М.Ганапольский― Так не бывает. Для царя так не бывает. В головах чеченцев, которые абсолютно патерналистичны, не может он уйти. Вдумайся: республика живет хорошо, получает замечательные дотации. Он прекрасный друг, ближайший, Путина, доверенное его лицо, навел порядок в Чечне, борется с сепаратистами. И вдруг раз, и пишет заявление? Нет. Он должен в головы всех, если реально хочет уйти, вложить версию, почему он хочет уйти: устал, его на повышение куда-то, — много может быть разных версий.

А.Нарышкин― Он объясняет вскользь, что не хочет дискредитировать своей фамилией чеченский народ.

А.Соломин― Не совсем так.

М.Ганапольский― Можно считать, что голоса радиослушателей «За» влились в «Рамзан не уходи», хорошо – «Писк хомячков».

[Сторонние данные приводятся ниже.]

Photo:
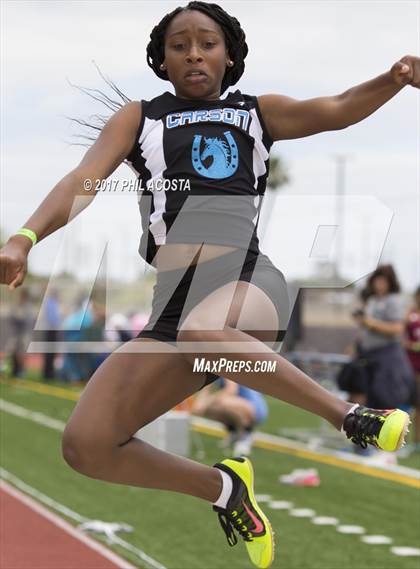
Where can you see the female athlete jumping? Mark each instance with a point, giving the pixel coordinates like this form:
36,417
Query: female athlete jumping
216,295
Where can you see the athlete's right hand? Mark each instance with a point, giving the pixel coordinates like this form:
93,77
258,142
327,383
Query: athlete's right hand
14,261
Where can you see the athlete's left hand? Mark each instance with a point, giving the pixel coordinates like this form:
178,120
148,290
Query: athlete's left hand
407,71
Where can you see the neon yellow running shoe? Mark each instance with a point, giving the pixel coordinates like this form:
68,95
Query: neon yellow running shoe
243,513
384,429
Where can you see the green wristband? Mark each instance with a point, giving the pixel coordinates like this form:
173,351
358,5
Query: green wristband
28,233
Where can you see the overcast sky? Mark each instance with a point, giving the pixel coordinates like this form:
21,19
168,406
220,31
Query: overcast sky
301,49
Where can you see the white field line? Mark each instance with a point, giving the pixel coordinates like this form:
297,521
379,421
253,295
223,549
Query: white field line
59,425
65,526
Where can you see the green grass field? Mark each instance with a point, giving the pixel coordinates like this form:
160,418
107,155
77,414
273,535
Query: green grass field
182,532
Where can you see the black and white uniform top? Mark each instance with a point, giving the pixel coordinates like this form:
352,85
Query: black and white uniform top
202,167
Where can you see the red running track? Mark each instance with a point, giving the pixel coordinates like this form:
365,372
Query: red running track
32,537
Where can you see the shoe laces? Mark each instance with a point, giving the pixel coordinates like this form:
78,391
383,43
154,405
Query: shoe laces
363,427
238,520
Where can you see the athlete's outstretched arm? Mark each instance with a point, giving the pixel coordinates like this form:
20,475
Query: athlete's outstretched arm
103,157
288,118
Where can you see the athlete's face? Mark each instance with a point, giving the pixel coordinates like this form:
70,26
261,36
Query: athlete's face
195,42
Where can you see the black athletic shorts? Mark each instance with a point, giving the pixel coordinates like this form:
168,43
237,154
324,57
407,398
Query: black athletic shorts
178,291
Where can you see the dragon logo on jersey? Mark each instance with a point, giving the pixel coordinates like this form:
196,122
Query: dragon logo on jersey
224,156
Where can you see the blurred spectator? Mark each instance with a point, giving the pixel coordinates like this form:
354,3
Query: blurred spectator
412,346
239,408
52,330
119,329
76,366
21,326
390,380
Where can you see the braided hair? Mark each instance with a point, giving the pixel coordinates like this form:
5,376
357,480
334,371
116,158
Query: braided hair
233,33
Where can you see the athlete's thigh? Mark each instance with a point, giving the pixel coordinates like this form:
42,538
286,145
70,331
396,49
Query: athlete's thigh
131,389
240,305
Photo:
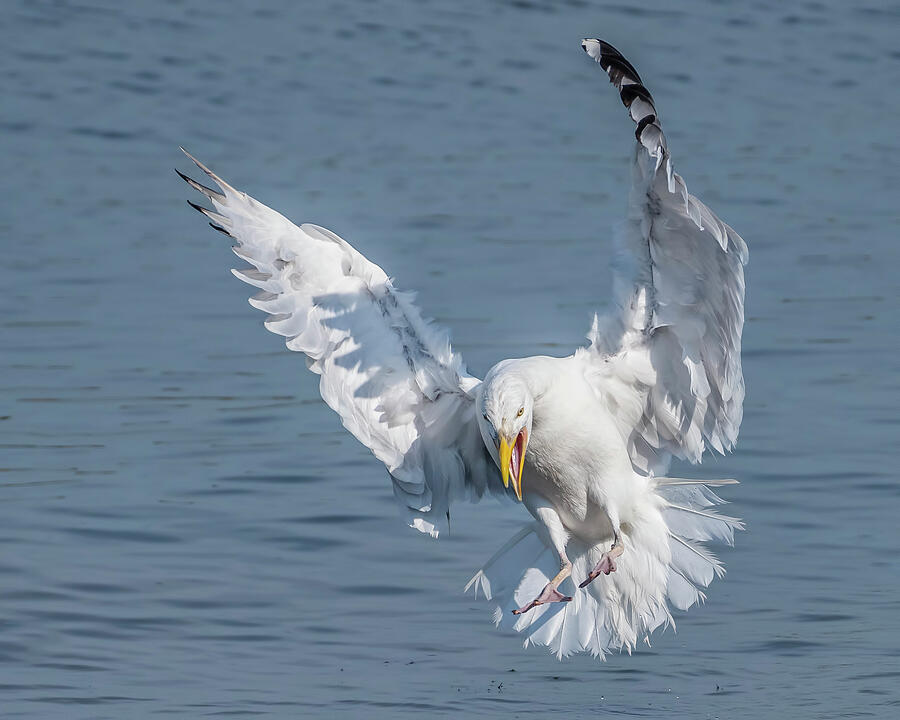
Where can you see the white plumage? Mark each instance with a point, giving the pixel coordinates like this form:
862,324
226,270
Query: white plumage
585,439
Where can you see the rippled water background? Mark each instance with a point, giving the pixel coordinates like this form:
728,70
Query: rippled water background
187,530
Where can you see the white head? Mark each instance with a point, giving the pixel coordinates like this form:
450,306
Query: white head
505,408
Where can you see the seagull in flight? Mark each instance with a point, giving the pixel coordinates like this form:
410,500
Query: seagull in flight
584,442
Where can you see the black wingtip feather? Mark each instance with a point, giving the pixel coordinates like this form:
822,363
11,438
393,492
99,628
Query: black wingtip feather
221,230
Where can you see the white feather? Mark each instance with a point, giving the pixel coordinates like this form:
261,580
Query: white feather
660,378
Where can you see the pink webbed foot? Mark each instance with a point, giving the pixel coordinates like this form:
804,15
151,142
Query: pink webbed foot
606,565
548,594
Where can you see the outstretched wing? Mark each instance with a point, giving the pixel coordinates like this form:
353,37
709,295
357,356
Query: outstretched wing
389,374
668,361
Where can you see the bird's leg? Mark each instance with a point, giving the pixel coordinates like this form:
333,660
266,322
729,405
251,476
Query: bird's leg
550,592
607,562
546,514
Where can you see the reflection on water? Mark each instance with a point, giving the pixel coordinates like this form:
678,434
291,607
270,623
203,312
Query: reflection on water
188,530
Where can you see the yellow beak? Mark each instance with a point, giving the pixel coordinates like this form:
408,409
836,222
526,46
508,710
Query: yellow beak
506,456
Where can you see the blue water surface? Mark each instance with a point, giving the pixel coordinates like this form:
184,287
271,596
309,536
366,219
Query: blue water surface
188,531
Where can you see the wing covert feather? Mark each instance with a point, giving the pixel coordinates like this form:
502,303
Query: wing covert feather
668,361
391,375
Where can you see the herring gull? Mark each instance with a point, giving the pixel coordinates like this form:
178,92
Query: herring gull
583,442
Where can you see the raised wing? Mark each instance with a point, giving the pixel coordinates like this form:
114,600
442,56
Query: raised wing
389,374
668,361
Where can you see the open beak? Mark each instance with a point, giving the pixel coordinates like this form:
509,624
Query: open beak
512,460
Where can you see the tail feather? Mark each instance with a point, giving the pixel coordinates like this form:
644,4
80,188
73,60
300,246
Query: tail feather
665,564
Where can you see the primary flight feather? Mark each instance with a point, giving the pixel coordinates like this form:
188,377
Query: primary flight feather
583,441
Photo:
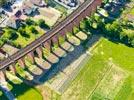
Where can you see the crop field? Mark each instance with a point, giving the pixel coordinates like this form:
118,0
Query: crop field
107,75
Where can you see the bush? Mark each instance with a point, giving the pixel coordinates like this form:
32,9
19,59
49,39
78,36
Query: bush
42,24
33,30
30,22
23,32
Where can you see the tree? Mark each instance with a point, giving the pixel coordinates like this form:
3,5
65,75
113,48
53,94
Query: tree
42,24
33,30
30,21
23,32
2,2
9,35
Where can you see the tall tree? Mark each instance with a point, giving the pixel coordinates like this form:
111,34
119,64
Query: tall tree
2,2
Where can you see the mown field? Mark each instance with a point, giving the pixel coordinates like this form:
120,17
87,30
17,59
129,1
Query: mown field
107,75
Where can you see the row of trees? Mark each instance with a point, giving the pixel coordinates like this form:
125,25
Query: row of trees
26,29
120,29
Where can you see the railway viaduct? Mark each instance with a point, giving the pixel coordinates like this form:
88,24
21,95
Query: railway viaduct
52,36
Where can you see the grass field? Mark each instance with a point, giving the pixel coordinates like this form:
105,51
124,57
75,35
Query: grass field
99,80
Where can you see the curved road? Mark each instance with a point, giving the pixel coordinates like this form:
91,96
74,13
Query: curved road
32,46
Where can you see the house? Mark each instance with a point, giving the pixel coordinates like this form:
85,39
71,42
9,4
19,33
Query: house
13,22
39,3
28,7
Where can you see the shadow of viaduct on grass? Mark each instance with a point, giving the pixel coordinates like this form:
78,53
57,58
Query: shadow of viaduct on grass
55,68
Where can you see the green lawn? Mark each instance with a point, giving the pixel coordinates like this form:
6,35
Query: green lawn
2,96
23,91
91,75
26,40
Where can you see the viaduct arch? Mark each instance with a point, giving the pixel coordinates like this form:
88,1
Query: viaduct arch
52,36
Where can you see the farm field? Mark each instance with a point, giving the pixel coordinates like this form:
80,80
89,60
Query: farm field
107,75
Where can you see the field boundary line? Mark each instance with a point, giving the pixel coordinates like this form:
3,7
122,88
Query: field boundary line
98,83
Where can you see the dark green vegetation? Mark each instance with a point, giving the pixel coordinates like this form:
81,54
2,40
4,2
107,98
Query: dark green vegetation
3,2
117,29
27,32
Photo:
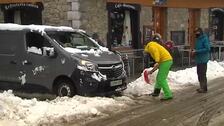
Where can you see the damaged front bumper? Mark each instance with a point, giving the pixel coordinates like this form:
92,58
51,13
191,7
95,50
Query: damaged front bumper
94,83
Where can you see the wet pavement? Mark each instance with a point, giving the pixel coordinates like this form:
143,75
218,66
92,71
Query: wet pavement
188,108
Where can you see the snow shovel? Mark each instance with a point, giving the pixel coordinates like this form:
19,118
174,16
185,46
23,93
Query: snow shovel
146,76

Пишет в  «Фейсбуке» Василий Головнин, он в Японии, как вы знаете: «Сегодня скромно слушал умных японо-американских экономистов, которые судачили об историческом событии — об отправке из США на этой неделе на экспорт первого танкера со сланцевым сжиженным газом. Ребята уверенно говорят, что арабы, Россия и прочие традиционные производители нефтегаза медленно, но неизбежно списываются в доисторические архивы. Сланцевое производство безграничное все кардинально меняет и  изменит. Нынешний арабско-русский производитель нефти, — говорили ребята, — неуклонно перестает быть фигурой вселенского значения. А товар его становится штукой, простой и обычной, которой до фига на рынке и не очень дорогой. Как уголь. Сланцевое производство нефти и газа непрерывно и уверенно модернизируется, себестоимость падает, нефтегазовые державы стираются мягким ластиком истории. Ближний Восток и прочие перестают быть центром мировой политики. «Василий, неужели вы не понимаете, что США не хотят вмешиваться в сирийские дела именно потому, что арабы в далёком стратегическом плане больше Штаты не волнуют?» — сказал мне участник переговоров».

Вот такая парадоксальная история. Спасибо всем – Алексей Нарышкин, Алексей Соломин, Матвей Ганапольский. Встречаемся через неделю.